21世紀は、国際化、情報化、価値観の多様化など、子どもたちを取り巻く社会環境は、著しく変化している。また、言語能力の低下、言語の乱れ、人間関係の希薄化など、今後さらに悪化していくことが危惧される。
こうしたなか、子どもたちが言語能力を伸ばし、コミュニケーション能力を身に付けていくことは、お互いの立場や考えを尊重しながら生きていく上で重要である。さらに、コミュニケーション能力は、すべての学習や日常生活をより豊かなものにするという視点からも、重要であると言える。
(2)本校の教育目標及び児童の実態から
本校は教育目標として、「自ら学び、心豊かにたくましく生きる子どもの育成」を設定し、めざす児童像として「夢あふれる子・喜びあふれる子・感謝あふれる子」を掲げて、日々教育目標の具現化を図っている。
また、めざす学校像としては、「夢・喜び・感謝あふれる学校、安全な学校、信頼される学校」を設定している。特に、「信頼される学校」については、「精神的根がなく、保護者・地域の方々が行き来しやすい学校づくり」をめざすばかりでなく、「教え・育てるプロの教師集団がいる学校」として児童の学力向上をめざしてきた。そのために、「わかる授業」を展開し、鍛える場と個別に設定した目標に到達できる授業を組み合わせた指導法を確立していくことに力を入れてきた。
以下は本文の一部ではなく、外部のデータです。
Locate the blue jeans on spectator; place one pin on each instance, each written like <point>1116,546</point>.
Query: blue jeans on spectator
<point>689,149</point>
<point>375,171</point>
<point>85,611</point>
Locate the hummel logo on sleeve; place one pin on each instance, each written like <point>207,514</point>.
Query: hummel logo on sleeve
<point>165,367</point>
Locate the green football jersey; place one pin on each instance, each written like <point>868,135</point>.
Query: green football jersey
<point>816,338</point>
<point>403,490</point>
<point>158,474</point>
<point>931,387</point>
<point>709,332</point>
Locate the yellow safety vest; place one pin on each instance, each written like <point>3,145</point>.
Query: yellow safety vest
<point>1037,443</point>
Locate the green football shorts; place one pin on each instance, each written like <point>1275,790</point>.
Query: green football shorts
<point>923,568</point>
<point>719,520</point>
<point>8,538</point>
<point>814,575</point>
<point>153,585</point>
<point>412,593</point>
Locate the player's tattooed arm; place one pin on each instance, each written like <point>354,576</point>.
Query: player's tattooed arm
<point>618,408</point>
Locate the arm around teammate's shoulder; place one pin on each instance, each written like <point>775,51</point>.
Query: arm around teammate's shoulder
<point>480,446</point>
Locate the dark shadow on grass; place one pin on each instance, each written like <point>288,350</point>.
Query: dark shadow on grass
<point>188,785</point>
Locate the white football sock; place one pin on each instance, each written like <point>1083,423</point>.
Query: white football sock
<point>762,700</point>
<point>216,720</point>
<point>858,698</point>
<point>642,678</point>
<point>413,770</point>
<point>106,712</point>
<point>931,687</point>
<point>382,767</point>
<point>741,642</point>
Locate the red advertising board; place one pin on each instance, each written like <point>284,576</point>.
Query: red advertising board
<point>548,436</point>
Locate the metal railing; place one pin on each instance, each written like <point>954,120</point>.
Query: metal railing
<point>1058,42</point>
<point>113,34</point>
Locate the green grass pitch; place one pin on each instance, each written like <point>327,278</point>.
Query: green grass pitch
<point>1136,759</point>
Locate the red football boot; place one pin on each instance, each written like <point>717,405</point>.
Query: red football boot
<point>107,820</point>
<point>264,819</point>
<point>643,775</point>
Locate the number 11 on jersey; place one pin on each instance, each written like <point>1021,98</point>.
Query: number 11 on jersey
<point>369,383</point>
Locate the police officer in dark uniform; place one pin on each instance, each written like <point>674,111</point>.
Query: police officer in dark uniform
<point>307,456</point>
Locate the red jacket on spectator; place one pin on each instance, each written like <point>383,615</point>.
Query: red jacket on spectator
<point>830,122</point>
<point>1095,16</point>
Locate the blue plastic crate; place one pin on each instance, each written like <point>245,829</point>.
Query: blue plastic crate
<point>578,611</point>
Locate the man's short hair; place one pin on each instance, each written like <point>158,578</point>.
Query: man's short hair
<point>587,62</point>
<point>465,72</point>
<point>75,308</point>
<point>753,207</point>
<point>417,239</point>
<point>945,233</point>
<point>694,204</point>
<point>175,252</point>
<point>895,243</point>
また、児童の表現の場を多く設定することにも力を入れてきた。
本校の児童については、昨年度より取組んできた「鍛える授業」と「言語活動」の研究において、次のような成果を得ることができた。
○授業中に「鍛える場」(トレーニングタイム)を設定し、フラッシュカードや小テストを行うことで、児童の学習意欲が高まり、基礎学力の向上もみられるようになってきた。
○「指導カルテ」を作成することで、授業外での「鍛える場」(レベルアップタイム)においては、児童一人一人に応じた指導の手立てを工夫することができ、児童の学ぶ意欲が高まってきた。
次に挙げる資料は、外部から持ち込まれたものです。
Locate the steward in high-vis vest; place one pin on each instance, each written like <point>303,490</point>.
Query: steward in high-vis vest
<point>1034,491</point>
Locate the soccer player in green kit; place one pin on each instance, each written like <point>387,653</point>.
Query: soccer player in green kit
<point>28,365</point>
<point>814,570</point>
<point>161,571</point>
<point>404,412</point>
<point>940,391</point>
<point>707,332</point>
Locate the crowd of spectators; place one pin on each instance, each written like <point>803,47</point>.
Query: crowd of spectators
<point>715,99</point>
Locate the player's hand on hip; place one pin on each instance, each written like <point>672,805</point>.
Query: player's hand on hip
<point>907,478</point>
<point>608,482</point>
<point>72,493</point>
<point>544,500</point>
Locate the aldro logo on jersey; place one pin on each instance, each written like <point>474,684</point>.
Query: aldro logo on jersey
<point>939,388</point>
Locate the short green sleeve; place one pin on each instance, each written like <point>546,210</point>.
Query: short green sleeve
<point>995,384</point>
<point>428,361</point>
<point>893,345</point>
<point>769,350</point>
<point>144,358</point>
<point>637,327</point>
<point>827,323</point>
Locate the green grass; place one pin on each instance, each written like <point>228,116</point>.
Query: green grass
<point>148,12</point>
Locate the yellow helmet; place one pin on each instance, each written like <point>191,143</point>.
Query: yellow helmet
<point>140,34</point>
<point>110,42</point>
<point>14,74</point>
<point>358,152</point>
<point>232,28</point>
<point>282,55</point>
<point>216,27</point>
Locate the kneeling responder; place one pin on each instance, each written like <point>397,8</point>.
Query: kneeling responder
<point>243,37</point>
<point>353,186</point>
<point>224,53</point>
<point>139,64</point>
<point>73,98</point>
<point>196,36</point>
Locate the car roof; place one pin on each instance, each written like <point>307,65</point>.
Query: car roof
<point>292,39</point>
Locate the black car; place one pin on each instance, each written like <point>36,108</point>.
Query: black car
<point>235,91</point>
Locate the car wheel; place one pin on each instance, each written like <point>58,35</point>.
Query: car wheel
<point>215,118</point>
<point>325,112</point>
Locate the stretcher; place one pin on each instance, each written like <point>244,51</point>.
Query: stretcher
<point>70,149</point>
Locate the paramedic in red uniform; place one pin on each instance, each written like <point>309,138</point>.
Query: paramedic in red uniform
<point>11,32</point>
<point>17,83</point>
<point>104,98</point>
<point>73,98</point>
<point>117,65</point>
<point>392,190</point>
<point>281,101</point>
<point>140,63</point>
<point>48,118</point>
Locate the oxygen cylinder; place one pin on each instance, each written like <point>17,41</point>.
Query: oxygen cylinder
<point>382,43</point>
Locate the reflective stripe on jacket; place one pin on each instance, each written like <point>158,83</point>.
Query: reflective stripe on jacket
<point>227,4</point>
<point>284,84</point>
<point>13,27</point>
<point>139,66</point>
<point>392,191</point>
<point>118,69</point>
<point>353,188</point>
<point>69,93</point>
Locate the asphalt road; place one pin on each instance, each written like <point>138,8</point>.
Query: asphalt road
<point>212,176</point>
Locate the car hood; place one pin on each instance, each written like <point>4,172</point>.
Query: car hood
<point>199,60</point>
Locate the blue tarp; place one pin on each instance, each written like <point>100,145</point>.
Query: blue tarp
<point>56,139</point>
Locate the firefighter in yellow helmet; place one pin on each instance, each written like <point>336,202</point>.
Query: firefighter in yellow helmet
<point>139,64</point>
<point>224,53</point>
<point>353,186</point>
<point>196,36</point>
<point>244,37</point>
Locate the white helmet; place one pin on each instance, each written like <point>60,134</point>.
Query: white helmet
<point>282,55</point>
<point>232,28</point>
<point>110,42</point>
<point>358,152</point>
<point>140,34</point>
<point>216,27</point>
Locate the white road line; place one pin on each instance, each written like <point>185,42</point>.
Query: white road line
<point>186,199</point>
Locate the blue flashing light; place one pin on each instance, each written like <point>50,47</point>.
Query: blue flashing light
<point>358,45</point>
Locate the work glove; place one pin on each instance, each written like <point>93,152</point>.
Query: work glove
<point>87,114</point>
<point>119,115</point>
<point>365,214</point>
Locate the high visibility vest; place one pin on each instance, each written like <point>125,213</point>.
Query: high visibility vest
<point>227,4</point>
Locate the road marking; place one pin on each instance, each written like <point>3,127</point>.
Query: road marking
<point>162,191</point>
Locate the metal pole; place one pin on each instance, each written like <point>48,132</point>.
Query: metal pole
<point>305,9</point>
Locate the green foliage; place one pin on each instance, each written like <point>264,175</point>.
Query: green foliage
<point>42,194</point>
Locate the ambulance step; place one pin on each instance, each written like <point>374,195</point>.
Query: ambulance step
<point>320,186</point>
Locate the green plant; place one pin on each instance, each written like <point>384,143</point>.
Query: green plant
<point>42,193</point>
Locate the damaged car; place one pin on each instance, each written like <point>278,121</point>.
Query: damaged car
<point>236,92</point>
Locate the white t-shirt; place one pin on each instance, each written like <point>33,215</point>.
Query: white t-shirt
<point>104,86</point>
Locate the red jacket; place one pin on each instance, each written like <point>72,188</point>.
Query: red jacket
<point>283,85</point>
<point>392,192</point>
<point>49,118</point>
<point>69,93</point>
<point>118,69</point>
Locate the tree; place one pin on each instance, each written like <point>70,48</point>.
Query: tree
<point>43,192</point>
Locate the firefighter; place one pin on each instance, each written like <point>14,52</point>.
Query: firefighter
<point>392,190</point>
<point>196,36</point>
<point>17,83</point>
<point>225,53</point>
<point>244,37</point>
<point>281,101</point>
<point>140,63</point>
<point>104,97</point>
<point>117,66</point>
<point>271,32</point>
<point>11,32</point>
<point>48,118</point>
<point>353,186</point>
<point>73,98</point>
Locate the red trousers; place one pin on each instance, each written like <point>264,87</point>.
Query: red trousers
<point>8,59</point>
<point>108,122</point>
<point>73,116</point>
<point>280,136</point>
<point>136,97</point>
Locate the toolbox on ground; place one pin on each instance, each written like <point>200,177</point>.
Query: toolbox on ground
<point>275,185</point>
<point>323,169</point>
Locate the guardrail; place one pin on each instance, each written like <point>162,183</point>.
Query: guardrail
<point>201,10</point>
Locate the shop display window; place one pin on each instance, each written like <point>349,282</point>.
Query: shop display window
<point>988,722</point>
○スピーチ集会などの取組から、すべての児童が人前で話すことへの苦手意識がなくなってきた。
○児童のスピーチ発表を録音し、「声の宅急便」として家庭に送ることで、学校と家庭の連携を深めることができた。また、児童の「称賛の場」ともなり、児童の発表への意欲がさらに高まってきた。
また、課題として、次のようなことが残った。
●小規模校・少人数の環境にあり、児童は多くの人と会話をすることが少なく、あらかじめ原稿を準備したり練習をしたりすると堂々と発表はできるが、初対面の方と接するときなどには、自信をもって積極的に受け答えをすることができない。
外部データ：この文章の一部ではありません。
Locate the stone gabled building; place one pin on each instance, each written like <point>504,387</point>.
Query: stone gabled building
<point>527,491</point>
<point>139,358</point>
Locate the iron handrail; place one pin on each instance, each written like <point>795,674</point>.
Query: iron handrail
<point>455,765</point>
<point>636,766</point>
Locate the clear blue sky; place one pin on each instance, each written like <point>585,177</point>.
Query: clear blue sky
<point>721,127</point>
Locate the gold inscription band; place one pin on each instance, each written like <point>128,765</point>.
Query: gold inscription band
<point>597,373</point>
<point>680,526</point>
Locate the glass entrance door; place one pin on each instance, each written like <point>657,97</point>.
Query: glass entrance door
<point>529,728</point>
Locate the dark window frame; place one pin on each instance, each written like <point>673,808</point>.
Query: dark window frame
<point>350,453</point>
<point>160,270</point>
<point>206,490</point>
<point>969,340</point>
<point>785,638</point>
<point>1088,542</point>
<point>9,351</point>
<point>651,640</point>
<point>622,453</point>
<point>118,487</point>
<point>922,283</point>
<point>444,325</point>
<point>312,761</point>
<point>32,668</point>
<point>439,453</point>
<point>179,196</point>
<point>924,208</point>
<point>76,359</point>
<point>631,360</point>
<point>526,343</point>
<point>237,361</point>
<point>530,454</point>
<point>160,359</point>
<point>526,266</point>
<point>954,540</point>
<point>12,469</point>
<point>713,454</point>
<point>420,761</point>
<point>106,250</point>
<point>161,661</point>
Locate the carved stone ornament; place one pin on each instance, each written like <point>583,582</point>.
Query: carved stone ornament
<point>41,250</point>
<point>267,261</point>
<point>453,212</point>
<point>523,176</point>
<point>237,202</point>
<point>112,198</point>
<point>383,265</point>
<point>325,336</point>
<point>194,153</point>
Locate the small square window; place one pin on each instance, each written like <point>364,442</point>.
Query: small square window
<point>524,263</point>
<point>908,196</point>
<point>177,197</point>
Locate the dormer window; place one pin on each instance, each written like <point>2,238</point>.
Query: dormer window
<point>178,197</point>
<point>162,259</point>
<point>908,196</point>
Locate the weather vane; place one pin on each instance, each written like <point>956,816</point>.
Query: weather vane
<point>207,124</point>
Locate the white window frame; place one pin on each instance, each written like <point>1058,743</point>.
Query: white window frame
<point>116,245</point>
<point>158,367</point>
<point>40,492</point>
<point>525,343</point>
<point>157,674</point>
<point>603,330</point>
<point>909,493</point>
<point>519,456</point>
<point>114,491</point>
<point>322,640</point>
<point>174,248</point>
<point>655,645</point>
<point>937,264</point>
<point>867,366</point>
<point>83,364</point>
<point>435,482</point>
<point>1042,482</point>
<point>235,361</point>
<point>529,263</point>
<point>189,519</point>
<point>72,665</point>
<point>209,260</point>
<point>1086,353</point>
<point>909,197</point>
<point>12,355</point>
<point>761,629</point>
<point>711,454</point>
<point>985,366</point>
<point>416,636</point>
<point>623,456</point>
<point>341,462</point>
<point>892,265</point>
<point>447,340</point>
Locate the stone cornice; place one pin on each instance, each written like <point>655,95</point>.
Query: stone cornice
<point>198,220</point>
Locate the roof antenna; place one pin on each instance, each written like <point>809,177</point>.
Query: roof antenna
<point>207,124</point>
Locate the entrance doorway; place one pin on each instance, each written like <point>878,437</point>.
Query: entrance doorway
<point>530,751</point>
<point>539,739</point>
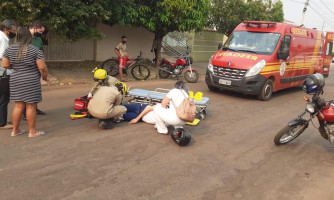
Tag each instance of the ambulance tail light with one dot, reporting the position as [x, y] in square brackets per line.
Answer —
[256, 69]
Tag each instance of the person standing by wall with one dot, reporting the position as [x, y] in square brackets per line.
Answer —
[123, 56]
[25, 85]
[37, 29]
[7, 30]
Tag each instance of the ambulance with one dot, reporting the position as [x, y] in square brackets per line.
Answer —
[261, 57]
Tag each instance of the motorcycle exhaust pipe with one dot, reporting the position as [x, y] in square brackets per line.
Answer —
[162, 69]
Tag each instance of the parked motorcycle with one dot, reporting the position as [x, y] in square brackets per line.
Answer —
[316, 107]
[168, 68]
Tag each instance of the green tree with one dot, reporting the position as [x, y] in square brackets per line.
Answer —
[70, 19]
[163, 16]
[227, 14]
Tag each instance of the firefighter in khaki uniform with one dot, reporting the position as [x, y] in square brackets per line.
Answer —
[106, 100]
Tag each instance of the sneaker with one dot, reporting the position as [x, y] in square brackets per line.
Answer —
[7, 126]
[39, 112]
[118, 120]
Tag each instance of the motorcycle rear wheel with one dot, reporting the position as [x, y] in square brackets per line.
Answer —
[163, 74]
[289, 133]
[112, 66]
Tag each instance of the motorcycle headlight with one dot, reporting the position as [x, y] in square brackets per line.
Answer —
[256, 68]
[210, 66]
[310, 107]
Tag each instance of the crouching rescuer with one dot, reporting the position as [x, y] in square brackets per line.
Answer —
[106, 100]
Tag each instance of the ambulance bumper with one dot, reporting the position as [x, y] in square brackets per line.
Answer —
[247, 85]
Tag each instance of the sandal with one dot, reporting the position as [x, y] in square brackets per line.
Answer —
[39, 133]
[19, 133]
●学習意欲が高まり、学力は向上してきたと言えるが、基礎学力が十分に定着しているとは言えない。さらに、基礎学力の定着については、個人差が大きい。 それゆえに、自分に対して自身がもてない面が見られる。
このように、学習意欲や人前で話すことへの意欲が意欲が高まり、話し方の基礎・基本の定着はおおむねできつつあると言えるが、発表への自信を支える基礎学力の定着は十分ではなく、コミュニケーション能力についても十分身に付いたとは言えない。
(3)主題設定にあたって
昨年度までの研究「確かな学力とコミュニケーション能力をもった児童の育成」を継続するとともに、「力と自信をもった三椪っ子」の育成を図るために、三椪小の教 育環境を生かした本校ならではの教育活動を展開しつつ、本年度は次の視点から取組んでいくことにした。
@ 確かな学力を身に付けさせるために、一人一人を大切にした授業と鍛える場の工夫
  子ども一人一人を分析した指導カルテを作成し、その指導カルテをもとに授業づくりを行い、鍛える場の指導内容を研究する。
A 様々な言語活動を通したコミュニケーション能力の育成
  いつでもどこでも堂々と自分の思いや考えを発表できる児童を育成するために、発表の場づくりの工夫、表現力を育てる手立て、称賛や評価の工夫などについて研究する。
このような研究を通して、子どもたちは、基礎学力を土台にしてコミュニケーション能力を伸ばし、自信をもって諸活動に取組む児童に育つと考える。さらには、本校の教育目標である「自ら学び、心豊かに、たくましく生きる子どもの育成」に迫るとともに、「人間として、社会の中で生きていく力」の基礎をはぐくむと考え、本主題及び副主題を設定した。